A few years ago, John Meekins decided he wanted a seaplane. An industrial real estate developer who lives on a lake in the Seattle area, he didn’t want to have to drive to the airport to fly his plane. He tried out a Lake and a Seawind, but found they just weren’t right for him.
“I spent three years doodling, trying to figure out how to lower the center of gravity, which is the fault of all seaplanes,” he said.
From that “doodling” emerged the Privateer, an amphibian he developed with the help of aerospace engineer William Husa, who has worked on everything from the Space Shuttle to kit airplanes.
Placing the center of gravity as low as possible minimizes the chance of flipping over in rough water, he said. The design also allows the low-wing amphib to land like a taildragger in the water and a tricycle gear on land, Meekins said.
The carbon fiber, six-place aircraft includes a ducted fan design, which is designed to increase efficiency and make the “already quiet turbine even quieter,” added Frank Leventhal, director of sales. Powerplant is a 600-hp turboprop Walter engine, now produced by GE Aircraft Engines, which can propel the amphib at speeds up to 215 knots with all seats full to a range of 1,000 miles, he said.
Once the design was done, the designers realized they had a plane that others would want. “A lot of people thought this had a lot of commercial applications,” Meekins said, noting he’s had interest from individuals, charter companies and even small airlines.
Sun ‘n Fun is the first time Privateer Industries has shown off its plans for the amphib, said Meekins, who noted the company has patents pending for the design. “People are really taken with the design,” he said. “We’ve had all kinds of interest. This has been a great learning experience.”

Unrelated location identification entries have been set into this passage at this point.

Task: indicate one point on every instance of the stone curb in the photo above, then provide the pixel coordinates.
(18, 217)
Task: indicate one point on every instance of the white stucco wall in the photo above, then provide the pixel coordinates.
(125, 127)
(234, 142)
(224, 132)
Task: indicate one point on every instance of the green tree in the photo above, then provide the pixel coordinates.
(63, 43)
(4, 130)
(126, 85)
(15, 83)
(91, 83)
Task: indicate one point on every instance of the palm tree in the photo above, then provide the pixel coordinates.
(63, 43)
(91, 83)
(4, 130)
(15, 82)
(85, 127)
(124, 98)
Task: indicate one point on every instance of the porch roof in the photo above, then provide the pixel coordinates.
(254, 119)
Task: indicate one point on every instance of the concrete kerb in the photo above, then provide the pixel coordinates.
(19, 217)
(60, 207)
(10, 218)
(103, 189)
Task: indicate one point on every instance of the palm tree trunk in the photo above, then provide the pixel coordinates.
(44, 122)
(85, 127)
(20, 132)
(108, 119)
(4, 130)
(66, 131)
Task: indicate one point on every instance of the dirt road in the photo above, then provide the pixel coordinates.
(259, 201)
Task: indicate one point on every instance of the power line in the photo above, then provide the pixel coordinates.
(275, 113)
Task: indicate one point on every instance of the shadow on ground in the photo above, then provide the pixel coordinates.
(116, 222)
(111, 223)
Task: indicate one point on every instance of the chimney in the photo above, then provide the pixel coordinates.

The prototype has been under construction for the last two and a half years, according to Meekins, who says “it will fly this year.”
He plans to certify the amphib, noting he’s funding the project himself now. “We’ve had some attractive offers regarding funding, but we’re not entertaining them,” he said.
While a price hasn’t been set for the amphib, Meekins claims it will be “highly competitive” with other airplanes, noting it will be built with “brand new technology” that makes it a “fast build” airplane. “That means we can be extremely competitive,” he said. “The Privateer will be extremely strong and easy to build, as well as easy to fly.”